リバプール、最下位に痛恨の黒星 CL圏遠のく

サッカー

プレミアリーグ第29節が現地時間3月3日(日本時間4日)に行われ、モリニュー・スタジアムで対戦したウルヴァーハンプトン・ワンダラーズとリバプールの一戦は、ホームのウルブスが2―1で勝利する波乱の結果となった。リーグ最下位に沈むウルブスが上位を争うリバプールを撃破するという、今節屈指の番狂わせである。

今季のリバプールはチャンピオンズリーグ出場圏内を争う重要な位置につけており、格下と目される相手との試合では確実に勝ち点を積み上げることが求められていた。一方のウルブスは降格圏の底に沈み、残留争いの渦中にあるチームである。戦力面や順位だけを見ればリバプールが優勢と考えられていたが、試合はその予想を裏切る展開となった。

立ち上がりから主導権を握ったのはリバプールであった。高い位置からのプレスと素早いパス回しでボールを支配し、相手陣内へと押し込んでいく。中盤ではテンポ良くボールが回り、サイドからの崩しを中心に何度もチャンスを作り出した。しかし、ウルブスの守備は集中力が高く、ゴール前では体を張った対応を見せる。リバプールはボール保持率では上回りながらも、決定機を確実にものにすることができなかった。

ウルブスは守備を固めながらカウンターを狙う戦術を徹底した。ボールを奪うと素早く前線へ送り込み、スピードを生かしてリバプールの背後を突く。前半は両チームともゴールを奪うには至らず、試合は0―0のまま後半へと突入した。

後半に入ると、試合は徐々に動き始める。リバプールはボール保持を続けながら攻勢を強めるが、ゴール前での精度を欠き決定的な場面を作り切れない。すると終盤に入り、試合の流れは一変する。

78分、ウルブスがカウンターから先制点を奪った。中盤でボールを奪うと素早く前線へ展開し、最後はロドリゴ・ゴメスがゴールを決めてネットを揺らした。ホームスタジアムは大きな歓声に包まれ、最下位チームが強豪相手にリードを奪う展開となった。

追い込まれたリバプールはすぐさま反撃に出る。攻撃のギアを一段と上げ、前線に人数をかけてゴールへ迫る。そして83分、ついに同点弾が生まれる。右サイドからの攻撃の流れの中でモハメド・サラーが冷静にシュートを決め、試合は1―1となった。リバプールにとっては、ここから逆転勝利を狙う絶好の流れであった。

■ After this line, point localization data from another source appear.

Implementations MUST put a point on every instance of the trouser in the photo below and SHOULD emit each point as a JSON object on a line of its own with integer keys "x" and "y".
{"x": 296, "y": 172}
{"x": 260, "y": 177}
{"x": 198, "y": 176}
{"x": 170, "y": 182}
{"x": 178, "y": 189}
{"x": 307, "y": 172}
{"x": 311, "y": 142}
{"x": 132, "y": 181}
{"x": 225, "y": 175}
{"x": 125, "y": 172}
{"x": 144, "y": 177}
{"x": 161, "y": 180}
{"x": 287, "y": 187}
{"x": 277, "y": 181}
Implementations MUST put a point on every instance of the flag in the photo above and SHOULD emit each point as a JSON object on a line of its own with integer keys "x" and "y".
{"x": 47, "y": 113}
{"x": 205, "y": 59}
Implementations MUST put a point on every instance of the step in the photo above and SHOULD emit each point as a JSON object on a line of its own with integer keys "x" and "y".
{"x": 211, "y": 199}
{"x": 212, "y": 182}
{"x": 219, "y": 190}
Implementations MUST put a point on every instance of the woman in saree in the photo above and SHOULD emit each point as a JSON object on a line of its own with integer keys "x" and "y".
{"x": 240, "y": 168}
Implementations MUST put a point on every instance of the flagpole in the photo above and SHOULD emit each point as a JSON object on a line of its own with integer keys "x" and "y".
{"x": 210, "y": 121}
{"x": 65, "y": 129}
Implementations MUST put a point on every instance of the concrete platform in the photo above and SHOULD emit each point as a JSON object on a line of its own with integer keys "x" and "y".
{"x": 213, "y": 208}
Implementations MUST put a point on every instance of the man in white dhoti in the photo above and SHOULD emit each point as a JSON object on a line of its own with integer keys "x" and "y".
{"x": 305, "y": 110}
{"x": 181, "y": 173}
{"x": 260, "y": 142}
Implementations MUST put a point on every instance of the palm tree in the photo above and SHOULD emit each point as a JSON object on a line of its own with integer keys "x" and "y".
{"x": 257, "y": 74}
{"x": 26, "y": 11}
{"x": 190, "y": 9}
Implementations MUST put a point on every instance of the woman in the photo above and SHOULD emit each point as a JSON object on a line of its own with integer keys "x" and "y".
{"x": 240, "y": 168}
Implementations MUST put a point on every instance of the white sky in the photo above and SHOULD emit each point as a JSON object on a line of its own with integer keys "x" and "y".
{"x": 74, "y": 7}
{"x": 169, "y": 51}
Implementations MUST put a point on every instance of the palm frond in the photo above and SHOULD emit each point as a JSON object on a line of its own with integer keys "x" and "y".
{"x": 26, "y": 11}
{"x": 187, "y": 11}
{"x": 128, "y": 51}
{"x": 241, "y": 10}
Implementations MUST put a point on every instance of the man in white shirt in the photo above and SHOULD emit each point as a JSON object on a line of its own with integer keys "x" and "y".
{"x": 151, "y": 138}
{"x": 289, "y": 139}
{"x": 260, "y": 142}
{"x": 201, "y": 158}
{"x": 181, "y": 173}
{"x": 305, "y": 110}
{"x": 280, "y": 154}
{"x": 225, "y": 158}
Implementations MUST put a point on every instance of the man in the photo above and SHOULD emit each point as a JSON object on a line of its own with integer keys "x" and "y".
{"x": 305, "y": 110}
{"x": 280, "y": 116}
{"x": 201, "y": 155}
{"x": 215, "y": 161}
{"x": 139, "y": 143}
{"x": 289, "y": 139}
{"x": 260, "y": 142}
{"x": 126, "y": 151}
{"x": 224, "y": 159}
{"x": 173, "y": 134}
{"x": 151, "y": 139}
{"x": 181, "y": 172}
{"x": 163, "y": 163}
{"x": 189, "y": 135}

しかし、試合は思わぬ形で決着を迎える。アディショナルタイムに入った90+4分、ウルブスが再びカウンターからチャンスを作り出す。ボールを受けたアンドレがミドルシュートを放つと、ボールはディフェンダーに当たってコースが変わり、そのままゴールへ吸い込まれた。リバプール守備陣にとっては不運とも言える形ではあったが、この一撃が決勝点となった。

試合終了の笛が鳴ると、モリニュー・スタジアムは歓喜に包まれた。最下位のウルブスが上位チームのリバプールを撃破するという大金星を挙げたのである。選手たちはピッチ上で喜びを爆発させ、残留争いに向けて大きな勝ち点3を手にした。

一方でリバプールにとっては非常に痛い敗戦となった。試合を通してボールを支配しながらも決定力を欠き、最後は試合終了間際の失点で勝ち点を失った。チャンピオンズリーグ出場権を巡る争いが激化する中、この結果は順位争いに大きな影響を与える可能性がある。

特に問題視されるのは試合終盤の集中力である。リバプールは今季、終盤の失点によって勝ち点を取りこぼす試合がいくつか見られており、この試合でも同じ課題が露呈した。ボール支配率やシュート数では上回りながらも勝利につながらないという状況は、チームの完成度という点で改善の余地を示している。

それでもリーグ戦はまだ終盤戦の途中であり、リバプールには巻き返しの機会が残されている。今後の試合でどのように立て直しを図るのかが注目される。一方のウルブスにとっては、この勝利が残留争いの流れを変える可能性を秘めている。

プレミアリーグではしばしば番狂わせが起こるが、この試合もまたその象徴的な一戦となった。最下位チームが上位クラブを撃破したという結果は、リーグの競争の激しさを改めて示すものである。リバプールにとっては悔しい敗戦となったが、シーズン終盤へ向けてどのような反応を見せるのかが今後の焦点となる。